The Council of the Moroccan Community Abroad organised, Tuesday, April 22, 2025, a roundtable at the International Publishing and Book Fair (SIEL) in Rabat, paying tribute to the late writer Driss Chraïbi. The event marked the 70th anniversary of the publication of “Les Boucs” in Paris, which was the first Moroccan novel on immigration (1955),. The roundtable was led by two French-Moroccan writers, Zineb Mekouar and Mustapha Kebir Ammi. The event was moderated by academic Kacem Basfao.

“Les Boucs”, title that refers to a racist French term for Arabs in Paris, explores the condition of North African immigrants in France, particularly their marginalization and struggles, through sharp social critique and a realistic portrayal of their precarious lives. Especially in housing and work. For decades, the novel has been studied for its depiction of the wandering and recognition of post-war North African immigrants in France, highlighting housing policies and the racial discrimination they had to live with.
For Zineb Mekouar, author of “La poule et son cumin” and “Souviens-toi des abeilles”, Chraibis Book brought Moroccan literature into modernity through its method, writing style, and themes.” The book’s 1989 postface, written by Chraïbi himself, “shows how, over 30 years later, it was relevant and still is in 2025.” Ms Mekouar says,”tere is still this flawed relationship with the “other”, this assignment to a fixed identity based on origin or geography, fueled by media and political narratives.” For her generation, Chraïbi’s work is a very relevant and important lesson in literature”. It gives counter-narratives to attempts to speak for immigrants or exploit their condition.
Kebir Mustapha Ammi recalled discovering Chraïbi in the 1960s through Driss El Yazami, who founded the magazine “Sans frontiers”, which later became “Baraka”, “a tool for cultural resistance.” “The first Chraïbi novel I read was Le passé simple. It was a luminous path opening before me.
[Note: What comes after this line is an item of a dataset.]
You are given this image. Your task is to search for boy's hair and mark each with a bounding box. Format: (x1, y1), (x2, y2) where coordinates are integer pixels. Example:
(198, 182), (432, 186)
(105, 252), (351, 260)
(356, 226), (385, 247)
I wasn’t certain if I could meet the challenge of writing like him, but it was the path I wanted to follow if I achieved my dream.”
Speaking at the event, Driss El Yazami, President of the CCME, explained that the roundtable aimed “to enrich us with the different ways of reading of “Les Boucs” by two generations.” For him, “of all the literature on immigration in France, “Les Boucs” is the flagship work.” Though the novel bears the mark of the 1950s, “its essence transcends that period, and metaphorically, we are in the same situation.” He added, “Fundamentally, the difficulty of European societies, particularly French, to accept their own diversity, and their tendency to stigmatize and marginalize it, is still a reality today.”